El movimiento Browniano y su geometría

Abstract

[en] Brownian motion is probably the most studied stochastic process. This kind of movement can be found in many situations, as in the movement of a particle suspended in water. In this work, we try to understand the brownian motion from a theoretical point of view. First of all, in the first chapter, we introduce the concept of stochastic process and some of its properties, as well as some of the most important theorems, concerning its existence and continuity. The last section of the chapter introduces the concept of Hausdorff measure and dimension. In the second chapter, we approach the Brownian motion. Firstly, we define the process and then we proof its existence. Moreover, we also show some of the most important properties of the Brownian motion, for the one dimensional case and the general case, n > 1. To conclude, we study the Hausdorff dimension of the Brownian motion.
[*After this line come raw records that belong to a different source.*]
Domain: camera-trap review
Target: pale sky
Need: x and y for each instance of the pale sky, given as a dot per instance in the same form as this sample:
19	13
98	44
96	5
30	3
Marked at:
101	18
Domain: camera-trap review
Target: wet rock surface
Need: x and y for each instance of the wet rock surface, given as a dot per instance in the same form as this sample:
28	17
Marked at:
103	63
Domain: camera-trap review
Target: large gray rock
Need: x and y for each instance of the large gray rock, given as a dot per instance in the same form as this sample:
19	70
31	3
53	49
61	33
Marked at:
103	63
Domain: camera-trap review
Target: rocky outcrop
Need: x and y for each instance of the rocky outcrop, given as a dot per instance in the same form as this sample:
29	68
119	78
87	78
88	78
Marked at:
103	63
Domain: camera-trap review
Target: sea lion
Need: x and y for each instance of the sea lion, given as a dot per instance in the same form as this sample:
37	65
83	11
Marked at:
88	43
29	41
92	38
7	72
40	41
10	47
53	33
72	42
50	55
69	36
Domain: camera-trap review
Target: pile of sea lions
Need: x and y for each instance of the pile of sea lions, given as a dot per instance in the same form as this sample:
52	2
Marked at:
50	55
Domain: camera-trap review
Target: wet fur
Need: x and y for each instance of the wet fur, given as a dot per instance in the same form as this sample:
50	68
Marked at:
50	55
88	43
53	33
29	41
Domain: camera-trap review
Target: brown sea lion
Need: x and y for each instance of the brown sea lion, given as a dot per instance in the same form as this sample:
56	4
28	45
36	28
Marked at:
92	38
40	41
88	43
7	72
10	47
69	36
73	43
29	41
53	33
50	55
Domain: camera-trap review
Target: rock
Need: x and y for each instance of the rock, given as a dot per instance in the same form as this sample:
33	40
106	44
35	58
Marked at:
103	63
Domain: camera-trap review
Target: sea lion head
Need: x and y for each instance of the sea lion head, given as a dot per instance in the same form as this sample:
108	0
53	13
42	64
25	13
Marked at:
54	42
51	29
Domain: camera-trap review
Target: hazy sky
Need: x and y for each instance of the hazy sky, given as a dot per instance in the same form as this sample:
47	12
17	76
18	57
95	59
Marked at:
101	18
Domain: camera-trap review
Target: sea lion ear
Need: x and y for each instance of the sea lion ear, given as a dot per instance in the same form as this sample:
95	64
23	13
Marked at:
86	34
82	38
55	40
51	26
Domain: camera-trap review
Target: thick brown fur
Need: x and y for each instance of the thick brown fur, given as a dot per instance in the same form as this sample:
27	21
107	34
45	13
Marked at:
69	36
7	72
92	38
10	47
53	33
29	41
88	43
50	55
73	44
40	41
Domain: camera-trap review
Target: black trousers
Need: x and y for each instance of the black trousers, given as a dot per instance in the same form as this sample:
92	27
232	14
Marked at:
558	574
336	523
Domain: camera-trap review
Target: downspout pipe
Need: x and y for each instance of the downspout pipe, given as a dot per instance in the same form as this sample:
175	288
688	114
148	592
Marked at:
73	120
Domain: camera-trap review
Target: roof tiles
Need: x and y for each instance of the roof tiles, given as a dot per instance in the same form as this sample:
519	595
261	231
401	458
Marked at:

The chapter 3 deepens in the concept of the planar Brownian motion. For this purpose, we show some of the classical properties that P. Lévy introduces in one of his famous books ”Processus Stochastiques et Mouvement Brownien”. Then, we study a concept that P. Lévy defined but he did not develop: the convex hull of the planar Brownian motion. Finally, we analyze a paper published in 2017 by James McRedmon and Chang Xu, which delves into the upper and lower bound of the diameter in the convex hull. Ultimately, in the last chapter, we briefly explain how we simulate the Brownian motion in R and we describe the method followed to obtain the figures of this work.